"I was watching the newscasts this afternoon," Kitchener said. "It looks like the Scottish PSP is about to fall."
"It's always on the verge of collapse," Cecil protested loudly. "They said it wouldn't last six months after our lot got kicked out."
"Yes, but Zurich has cut off their credit now."
"About time," Liz muttered.
Nicholas knew she had lost her mother when the PSP was in power in England. She always blamed the People's Constables, but thankfully never went into details. His own memories of President Armstrong's brutish regime were more or less limited to the constant struggle to survive on too little food. The PSP never had much authority in rural areas, they had had enough trouble maintaining control in the urban districts.
"I hope they don't want to link up with us again," Cecil said.

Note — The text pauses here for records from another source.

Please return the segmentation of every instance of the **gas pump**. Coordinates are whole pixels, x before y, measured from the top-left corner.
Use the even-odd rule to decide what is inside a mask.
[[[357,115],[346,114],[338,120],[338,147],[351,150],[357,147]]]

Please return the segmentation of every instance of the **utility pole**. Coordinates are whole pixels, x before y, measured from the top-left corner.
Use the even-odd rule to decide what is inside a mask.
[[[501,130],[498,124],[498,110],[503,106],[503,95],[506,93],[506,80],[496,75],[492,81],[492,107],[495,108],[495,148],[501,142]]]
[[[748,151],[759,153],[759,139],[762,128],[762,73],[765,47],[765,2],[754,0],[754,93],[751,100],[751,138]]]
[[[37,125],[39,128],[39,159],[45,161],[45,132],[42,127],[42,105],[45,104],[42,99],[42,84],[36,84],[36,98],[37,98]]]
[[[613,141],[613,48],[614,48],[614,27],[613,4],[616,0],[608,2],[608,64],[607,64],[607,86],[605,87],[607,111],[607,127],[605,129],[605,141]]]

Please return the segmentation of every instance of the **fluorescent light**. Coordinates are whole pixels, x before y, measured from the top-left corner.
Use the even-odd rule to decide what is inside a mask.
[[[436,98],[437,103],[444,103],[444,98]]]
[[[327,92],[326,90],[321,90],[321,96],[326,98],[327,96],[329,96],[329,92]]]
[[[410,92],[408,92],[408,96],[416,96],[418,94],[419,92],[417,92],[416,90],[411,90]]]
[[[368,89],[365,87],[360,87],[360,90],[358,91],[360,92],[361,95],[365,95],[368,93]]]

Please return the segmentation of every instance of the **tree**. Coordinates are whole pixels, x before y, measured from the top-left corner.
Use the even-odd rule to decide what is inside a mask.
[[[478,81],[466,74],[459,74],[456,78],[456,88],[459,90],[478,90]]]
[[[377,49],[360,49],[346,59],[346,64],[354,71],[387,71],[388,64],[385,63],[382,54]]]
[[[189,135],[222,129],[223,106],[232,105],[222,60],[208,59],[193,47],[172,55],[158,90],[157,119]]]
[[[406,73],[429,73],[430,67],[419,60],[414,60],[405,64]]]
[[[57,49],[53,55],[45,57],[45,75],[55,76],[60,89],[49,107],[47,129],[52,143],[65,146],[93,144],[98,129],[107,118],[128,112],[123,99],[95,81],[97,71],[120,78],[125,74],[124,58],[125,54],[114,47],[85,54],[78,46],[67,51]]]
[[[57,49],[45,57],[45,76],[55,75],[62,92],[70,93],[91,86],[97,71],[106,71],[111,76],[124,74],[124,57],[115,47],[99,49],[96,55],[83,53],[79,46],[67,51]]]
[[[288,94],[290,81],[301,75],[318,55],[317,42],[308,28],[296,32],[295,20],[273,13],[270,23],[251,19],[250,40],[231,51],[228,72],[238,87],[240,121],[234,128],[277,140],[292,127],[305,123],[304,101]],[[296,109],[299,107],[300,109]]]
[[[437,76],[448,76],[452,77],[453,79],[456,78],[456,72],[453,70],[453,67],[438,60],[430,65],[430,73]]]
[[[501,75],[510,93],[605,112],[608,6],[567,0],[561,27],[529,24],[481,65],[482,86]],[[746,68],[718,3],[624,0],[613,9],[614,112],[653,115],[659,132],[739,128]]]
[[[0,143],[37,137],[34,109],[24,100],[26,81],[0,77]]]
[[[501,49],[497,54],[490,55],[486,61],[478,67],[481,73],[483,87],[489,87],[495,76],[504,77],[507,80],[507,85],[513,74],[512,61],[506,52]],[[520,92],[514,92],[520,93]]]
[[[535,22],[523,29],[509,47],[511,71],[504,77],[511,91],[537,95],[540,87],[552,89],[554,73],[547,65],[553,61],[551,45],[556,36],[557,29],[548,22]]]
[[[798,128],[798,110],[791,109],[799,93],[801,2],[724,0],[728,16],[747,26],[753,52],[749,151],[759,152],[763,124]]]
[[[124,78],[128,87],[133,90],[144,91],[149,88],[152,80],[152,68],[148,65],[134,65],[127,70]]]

"Why ever not?" Rosette asked. "I think it would be nice being the United Kingdom again, although having the Irish back would be pushing the point."
"We can't afford it," Cecil said. "Christ, we're only just getting back on our own feet."
"A bigger country means greater security in the long run, darling."
"You might as well try Eurofederalism again."
"We'll have to help them," Isabel said. "They're desperately short of food."
"Let them grow their own," Cecil said. "They're not short of land, and they've got all those fishing rights."
"How can you say that? There are children suffering."
"I think Isabel's right," Nicholas said boldly. "Some sort of aid's in order, even if we can't afford a Marshall plan."
"Now that will make a nice little complication for the New Conservatives during the election," Kitchener said gleefully. "Trapped whichever way they turn. Serves 'em right. Always good fun watching politicians squirming."
Conversation meandered, as it always did, from politics to art, from music to England's current surge of industrial redevelopment, from channel-star gossip (which Kitchener always pretended not to follow) to the latest crop of scientific papers. Cecil walked round the table, pouring the wine for everyone.